Multi-language reference kernel¶

The same Q8.8 tent arithmetic is exposed as a wired, importable batch kernel in sc_neurocore.scpn.dcls_tent_kernel. It contracts many output channels in one call, each with a per-channel learnable (centre, sigma) tent — the shape an emitted DCLS layer evaluates per spike frame. Because every operation is exact integer arithmetic (truncating gate division, arithmetic-shift output), all five backends return identical raw arrays; the parity tolerance is exactly zero, with no last-ULP allowance.

Kernel sources¶

Backend	File	Build
Python primary	`src/sc_neurocore/scpn/dcls_tent_kernel.py`	— (floor reference)
Rust	`engine/src/scpn/dcls.rs` + `py_dcls_max_forward_batch_q88`	`maturin develop --release`
Julia	`src/sc_neurocore/accel/julia/scpn/dcls.jl`	`juliacall` (lazy include)
Go	`src/sc_neurocore/accel/go/dcls_tent/dcls_tent.go`	`go build -buildmode=c-shared`
Mojo	`src/sc_neurocore/accel/mojo/dcls_tent/dcls_tent.mojo`	`mojo build --emit shared-lib`

dcls_max_forward_batch(...) dispatches fastest-first (Rust → Mojo → Julia → Go → Python) and accepts an explicit backend= override; available_backends() reports which compiled artefacts are present. Inputs are a row-major n_channels * n_taps spike (uint8) and weight (int16) buffer plus per-channel int16 centres/sigmas. The result carries outputs_q88 (int16), accumulators_q16_16 (int32), overflow (bool), active_tap_counts (int64) and max_gates_q88 (int16).

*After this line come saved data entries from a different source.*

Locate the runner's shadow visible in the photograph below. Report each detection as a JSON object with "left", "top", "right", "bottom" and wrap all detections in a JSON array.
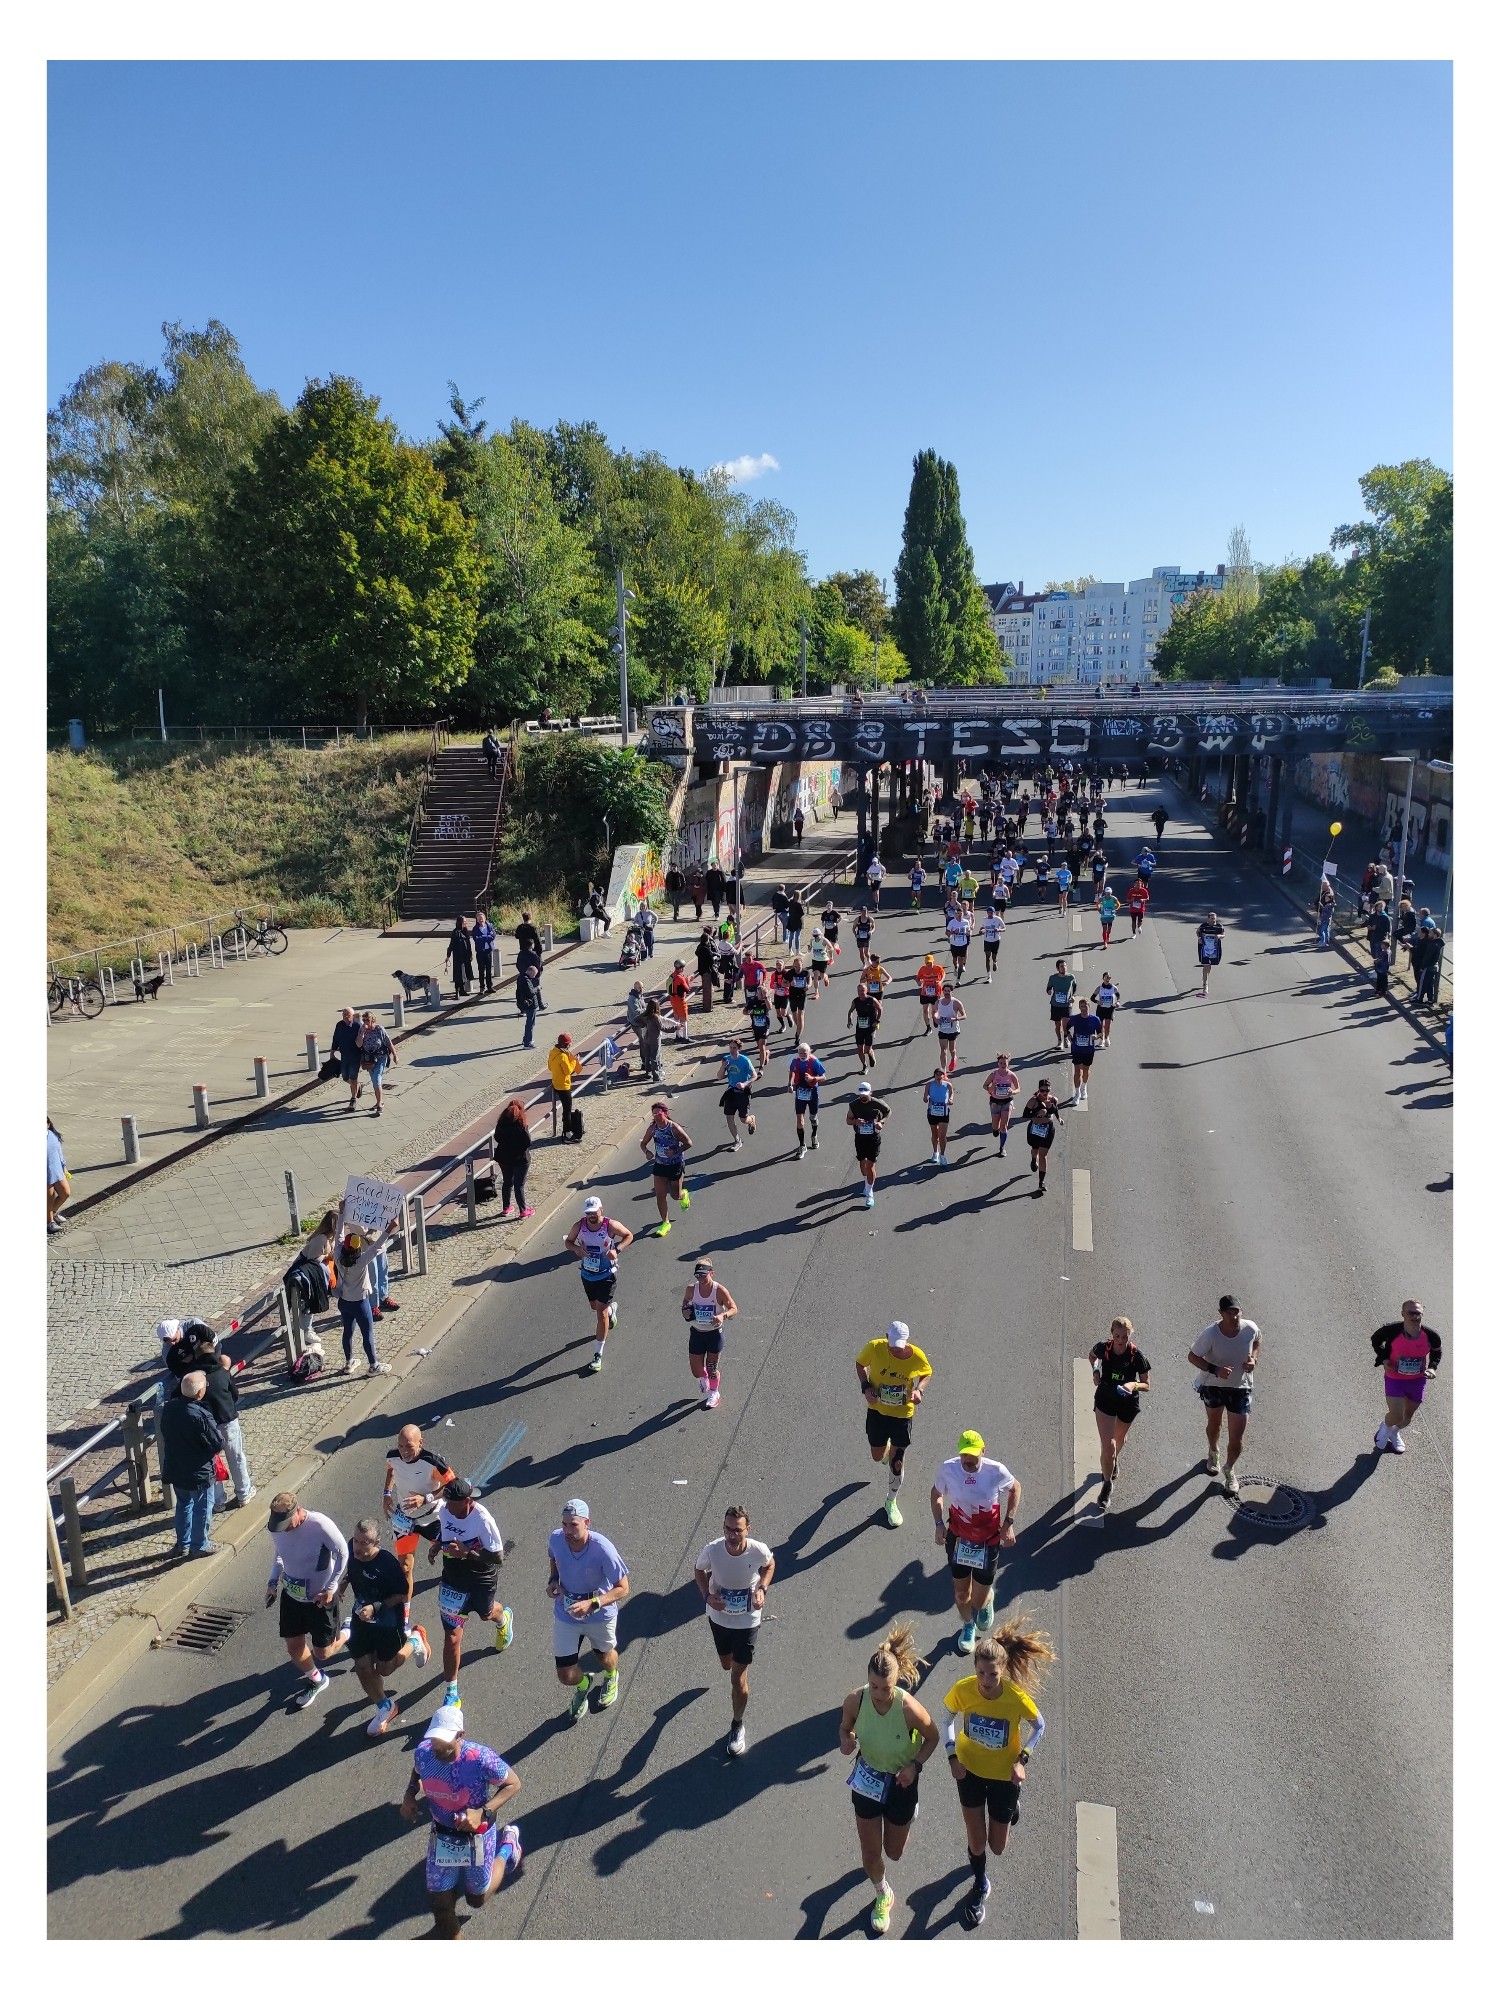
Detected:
[
  {"left": 903, "top": 1863, "right": 979, "bottom": 1938},
  {"left": 990, "top": 1469, "right": 1213, "bottom": 1609},
  {"left": 845, "top": 1553, "right": 958, "bottom": 1639},
  {"left": 776, "top": 1482, "right": 867, "bottom": 1576},
  {"left": 796, "top": 1866, "right": 870, "bottom": 1939},
  {"left": 1209, "top": 1453, "right": 1383, "bottom": 1560},
  {"left": 501, "top": 1401, "right": 700, "bottom": 1492}
]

Cross-language parity and throughput¶

Measured on an 11th Gen Intel Core i5-11600K at 3.90 GHz, CPU affinity pinned to cores 10-11, workload 4096 channels × 64 taps (262 144 elements), via benchmarks/bench_dcls_tent_kernel.py (benchmarks/results/bench_dcls_tent_kernel.json):

Backend	Channels/s	Per-call (ms)	Speedup vs Python	Parity
Rust	3 119 904	1.313	85.41×	bit-exact (Δ = 0)
Julia	2 946 718	1.390	80.67×	bit-exact (Δ = 0)
Mojo	2 673 594	1.532	73.19×	bit-exact (Δ = 0)
Go	2 486 490	1.647	68.07×	bit-exact (Δ = 0)
Python	36 527	112.136	reference	reference

The host carried a load average of ≈17.9 during this run, so the absolute throughput figures are functional and regression evidence only and must be re-measured on a reserved, quiet host before any production speedup claim. The zero parity delta is independent of host load. The JSON artefact records the command, affinity, cpuset shield, host load before/after, governor sample and toolchain versions.

Tests¶

File	Verifies
`tests/test_dcls_tent_kernel.py`	Gate, single/batch contraction, saturation, validation, dispatch and fallback
`tests/test_dcls_tent_kernel_parity.py`	Bit-exact parity of every built backend against the Python floor across deterministic, all-silent, saturating and large random workloads
`engine/src/scpn/dcls.rs` (`#[cfg(test)]`)	Rust single + batch arithmetic, error boundaries and saturation

Open hardware evidence¶

tests/test_dcls_synth_zu3eg.py is gated by MIF_VIVADO_CI=1. The ZU3EG WNS/utilisation report is not claimed until the Vivado 2024.2 self-hosted runner archives a passing timing summary.